The 10th Chess Olympiad (10. Shakkiolympialaiset; Den 10:e Schackolympiad), organized by the FIDE and comprising a team tournament, took place between August 9 and August 31, 1952, in Helsinki, Finland.

The Olympiad was especially notable for the debut of the Soviet team, who won their first gold medals and went on to completely dominate the Olympiads for the next four decades.

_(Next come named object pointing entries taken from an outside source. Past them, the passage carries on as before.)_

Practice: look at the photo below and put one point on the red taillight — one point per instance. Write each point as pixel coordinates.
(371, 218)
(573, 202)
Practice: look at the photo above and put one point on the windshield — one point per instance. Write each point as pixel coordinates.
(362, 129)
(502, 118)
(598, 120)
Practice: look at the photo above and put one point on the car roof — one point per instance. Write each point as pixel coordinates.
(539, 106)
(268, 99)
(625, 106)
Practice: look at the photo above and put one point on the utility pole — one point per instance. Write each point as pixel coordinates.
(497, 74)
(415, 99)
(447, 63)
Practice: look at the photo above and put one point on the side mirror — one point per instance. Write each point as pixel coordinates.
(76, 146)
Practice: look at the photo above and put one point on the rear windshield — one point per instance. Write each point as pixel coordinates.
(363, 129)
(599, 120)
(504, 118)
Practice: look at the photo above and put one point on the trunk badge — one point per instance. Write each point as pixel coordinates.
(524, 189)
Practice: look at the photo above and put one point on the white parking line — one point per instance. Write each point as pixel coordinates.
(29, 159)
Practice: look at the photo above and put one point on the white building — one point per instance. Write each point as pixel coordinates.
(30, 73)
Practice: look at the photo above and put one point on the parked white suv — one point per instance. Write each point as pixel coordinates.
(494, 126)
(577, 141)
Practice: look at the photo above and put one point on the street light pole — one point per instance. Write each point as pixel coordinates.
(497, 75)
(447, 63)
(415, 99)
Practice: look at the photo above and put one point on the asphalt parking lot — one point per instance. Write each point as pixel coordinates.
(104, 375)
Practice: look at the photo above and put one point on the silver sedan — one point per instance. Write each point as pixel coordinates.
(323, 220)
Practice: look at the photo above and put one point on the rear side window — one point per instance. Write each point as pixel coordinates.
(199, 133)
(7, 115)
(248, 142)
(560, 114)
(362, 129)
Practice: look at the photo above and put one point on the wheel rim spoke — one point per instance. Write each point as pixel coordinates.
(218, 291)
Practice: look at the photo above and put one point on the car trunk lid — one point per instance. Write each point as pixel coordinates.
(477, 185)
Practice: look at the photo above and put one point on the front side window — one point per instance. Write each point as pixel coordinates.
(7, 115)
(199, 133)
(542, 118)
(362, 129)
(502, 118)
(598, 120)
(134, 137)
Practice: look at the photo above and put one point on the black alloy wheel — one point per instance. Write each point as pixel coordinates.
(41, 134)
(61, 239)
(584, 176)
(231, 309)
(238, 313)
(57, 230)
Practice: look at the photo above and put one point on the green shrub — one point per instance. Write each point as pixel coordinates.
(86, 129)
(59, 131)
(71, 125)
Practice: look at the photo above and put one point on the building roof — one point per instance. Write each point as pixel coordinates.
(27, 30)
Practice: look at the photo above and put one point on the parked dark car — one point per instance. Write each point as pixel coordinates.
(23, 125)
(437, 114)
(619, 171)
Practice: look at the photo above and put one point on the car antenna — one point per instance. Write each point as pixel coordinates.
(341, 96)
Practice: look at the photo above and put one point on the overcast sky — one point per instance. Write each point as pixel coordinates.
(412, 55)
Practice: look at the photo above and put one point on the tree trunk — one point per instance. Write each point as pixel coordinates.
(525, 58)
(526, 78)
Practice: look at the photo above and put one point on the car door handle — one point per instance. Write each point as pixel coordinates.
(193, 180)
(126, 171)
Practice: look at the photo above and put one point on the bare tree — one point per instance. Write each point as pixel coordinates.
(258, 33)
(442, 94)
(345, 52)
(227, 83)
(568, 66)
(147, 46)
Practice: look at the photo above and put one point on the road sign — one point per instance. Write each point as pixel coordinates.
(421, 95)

After the tournament, it was generally agreed that the small preliminary and final groups of only 8–9 teams left too much open to chance, since a single blunder would have an impact too big on the final standings. Consequently, FIDE decided that in the future, no final should have less than 12 participants.

==Results==

===Preliminaries===

Twenty-five teams entered the competition and were divided into three preliminary groups of eight or nine teams. The top three from each group advanced to Final A, the teams placed fourth-sixth to Final B, and the rest to Final C. All groups and finals were played as round-robin tournaments.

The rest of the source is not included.